= Dorothy Shepard =

American designer

Dorothy Shepard was a modernist designer noted for her work for Philip K. Wrigley establishing Catalina Island, California as a tourist destination and advertising Wrigley’s Chewing Gum.

== Biography ==
Born Dorothy Van Gorder in 1906 to Jessie Van Gorder of Berkeley, California and Arthur Grant Van Gorder (1867-1943) an Assistant in Physics at UC Berkeley, whose 1897 University of California commencement address as a graduating student was entitled: "Higher Education an Essential Factor in Woman's Social Position".

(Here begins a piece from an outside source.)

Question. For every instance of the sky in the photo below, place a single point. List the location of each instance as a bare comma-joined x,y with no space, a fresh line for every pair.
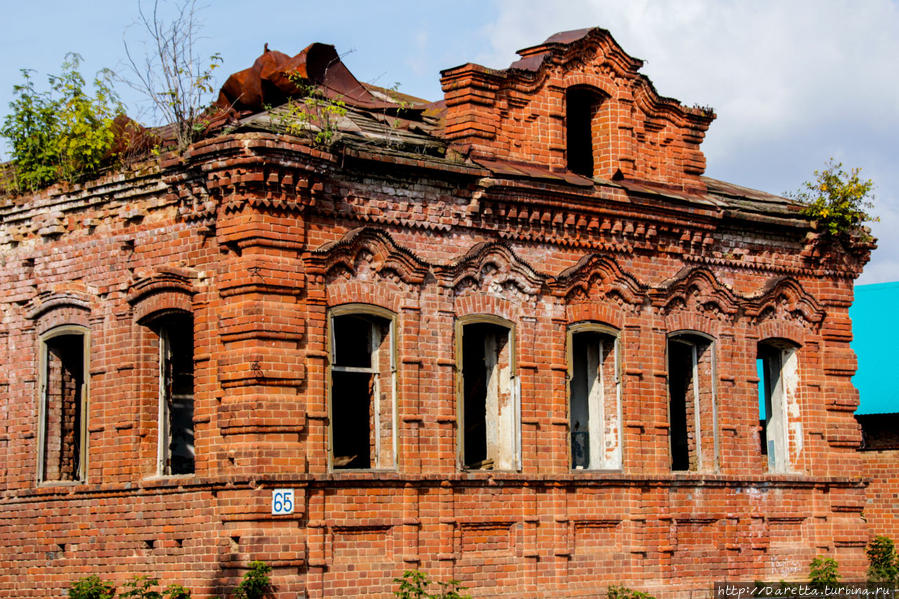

She showed an early aptitude for learning, art, dance, and theater. She graduated from high school as class valedictorian in less than 3 years. Then at California School of Arts and Crafts, she once again graduated in 3 years and was again class valedictorian. In 1927, just after her graduation, she was hired as an artist at Foster & Kleiser Advertising in San Francisco, where she met her husband Otis.

Dorothy and her husband Otis were hired by Philip K. Wrigley to be the creative team for all of his corporate interests. In 1936 Wrigley asked Dorothy to spearhead the development of newly acquired advertising space in Times Square in New York City. She designed a massive neon Wrigley display – eight stories tall and one block long – one of the largest neon installations ever built, even to this day. The sign depicted a fish blowing bubbles as part of the advertisement for Wrigley chewing gum. The next year, she won a National Advertising Council Award for the billboard. She also won a prize for her advertisement for Pabst beer.

In 1934, Shepard and her husband went to Catalina Island at the request of Philip K. Wrigley. Shepard and her husband Otis designed the street signage, interior designs, tile design, textiles, murals, the staff uniforms, leaflets, pamphlets, and advertisements found throughout the island.

== Personal life ==
In 1929, she married Otis 'Shep' Shepard (born in 1894) a Kansas elementary-school dropout, who joined the Army during World War I, was shipped to France, worked as a battalion artist, saw combat on three battlefields and was shot in the knee.

Dorothy divorced Otis in the 1940s.

"the marriage fell apart in the early 1940s because of Shep's womanizing and alcoholism"

They got together again in the early 1960s, remaining together until Otis’s death in 1969. Dorothy Shepard died in December 2000, in Belvedere, California.